Marylise Lebranchu, la ministre de la Fonction publique va supprimer la rémunération au mérite des fonctionnaires mise en place par Nicolas Sarkozy.

Oui, elle en a faite la confidence à mon confrère des Echos , Derek Perrotte. Et son cabinet nous l’a confirmé dans l’après-midi. Si on en comprend bien - et on peut entendre - l’objectif politique, c’est une décision qui soulève aussi des questions. Et paraît même étrange. L’objectif est clair : donner satisfaction aux syndicats sur des symboles alors qu’ils doivent avaler une quatrième année de gel du point d’indice. Ce gel, cela ne veut pas dire que les salaires individuels n’augmentent pas, il y a les avancements de carrières. Mais la pilule du gel est amère.
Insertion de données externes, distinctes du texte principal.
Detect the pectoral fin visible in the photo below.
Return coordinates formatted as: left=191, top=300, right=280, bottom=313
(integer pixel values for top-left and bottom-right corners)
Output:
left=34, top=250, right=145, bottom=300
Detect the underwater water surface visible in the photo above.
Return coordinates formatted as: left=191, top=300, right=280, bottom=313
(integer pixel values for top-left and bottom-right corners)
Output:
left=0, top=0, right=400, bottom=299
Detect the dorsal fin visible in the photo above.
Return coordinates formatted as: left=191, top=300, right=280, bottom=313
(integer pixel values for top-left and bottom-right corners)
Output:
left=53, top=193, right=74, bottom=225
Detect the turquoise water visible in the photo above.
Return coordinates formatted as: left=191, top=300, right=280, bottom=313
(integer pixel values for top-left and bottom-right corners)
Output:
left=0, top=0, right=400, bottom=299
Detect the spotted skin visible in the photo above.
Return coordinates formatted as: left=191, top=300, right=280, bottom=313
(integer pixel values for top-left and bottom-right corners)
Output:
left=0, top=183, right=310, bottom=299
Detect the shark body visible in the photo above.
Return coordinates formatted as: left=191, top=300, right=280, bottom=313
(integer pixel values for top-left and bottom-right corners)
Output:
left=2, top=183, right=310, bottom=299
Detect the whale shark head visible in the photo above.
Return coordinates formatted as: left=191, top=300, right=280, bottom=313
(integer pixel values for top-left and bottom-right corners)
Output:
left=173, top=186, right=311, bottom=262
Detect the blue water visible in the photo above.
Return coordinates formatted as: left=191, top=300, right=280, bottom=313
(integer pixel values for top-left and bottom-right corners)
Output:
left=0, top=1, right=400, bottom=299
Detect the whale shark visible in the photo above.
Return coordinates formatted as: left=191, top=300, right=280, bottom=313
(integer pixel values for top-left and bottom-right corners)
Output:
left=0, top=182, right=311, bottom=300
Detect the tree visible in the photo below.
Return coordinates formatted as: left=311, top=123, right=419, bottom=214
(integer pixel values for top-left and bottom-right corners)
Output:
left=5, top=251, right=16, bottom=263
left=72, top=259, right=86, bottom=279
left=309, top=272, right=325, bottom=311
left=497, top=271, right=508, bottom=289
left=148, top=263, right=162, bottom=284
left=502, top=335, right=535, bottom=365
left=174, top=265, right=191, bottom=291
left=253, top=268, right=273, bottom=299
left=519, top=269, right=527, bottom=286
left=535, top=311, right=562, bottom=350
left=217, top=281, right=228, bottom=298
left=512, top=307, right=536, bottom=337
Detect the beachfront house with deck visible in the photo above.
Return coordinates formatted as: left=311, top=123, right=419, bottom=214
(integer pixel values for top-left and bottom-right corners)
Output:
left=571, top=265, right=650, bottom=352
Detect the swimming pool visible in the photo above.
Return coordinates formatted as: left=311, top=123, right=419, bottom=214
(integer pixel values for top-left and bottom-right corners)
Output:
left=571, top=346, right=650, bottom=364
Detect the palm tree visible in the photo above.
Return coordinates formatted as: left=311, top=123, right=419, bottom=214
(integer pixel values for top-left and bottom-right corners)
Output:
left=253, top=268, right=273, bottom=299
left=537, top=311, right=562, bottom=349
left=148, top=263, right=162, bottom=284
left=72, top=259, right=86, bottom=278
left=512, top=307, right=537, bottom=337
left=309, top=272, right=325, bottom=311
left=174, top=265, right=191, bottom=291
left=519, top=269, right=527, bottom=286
Marylise Lebranchu sait, et elle ne cache pas qu’il se poursuivra en 2014 et 2015 si la reprise est molle.

Voilà le contexte, et donc qu’en est-il de la rémunération au mérite ?

Il faut être précis, beaucoup de fonctionnaires nous écoutent. Il n’est pas question de revenir sur l’intéressement collectif lancé en 2012, qui permet aux agents d’un service récompensé collectivement de toucher jusqu’à 300 euros de plus par an. En revanche, Marylise Lebranchu veut revenir sur la part au mérite, ce que l’on appelle la prime de fonction et de résultats (PFR). Mise en place en 2009, elle concernait il y a un an 55.000 fonctionnaires de catégorie A et B, aujourd’hui beaucoup plus. Le gouvernement précédent voulait aller jusqu’à 200.000 personnes. Comment ça se passe ? Un chef de service discute avec un agent des ses objectifs annuels, ce qui a été fait, de son implication etc. bref, tout ce qui existe depuis toujours dans le secteur privé. Ou au … Conseil d’Etat où le salaire dépend du nombre de dossiers traités.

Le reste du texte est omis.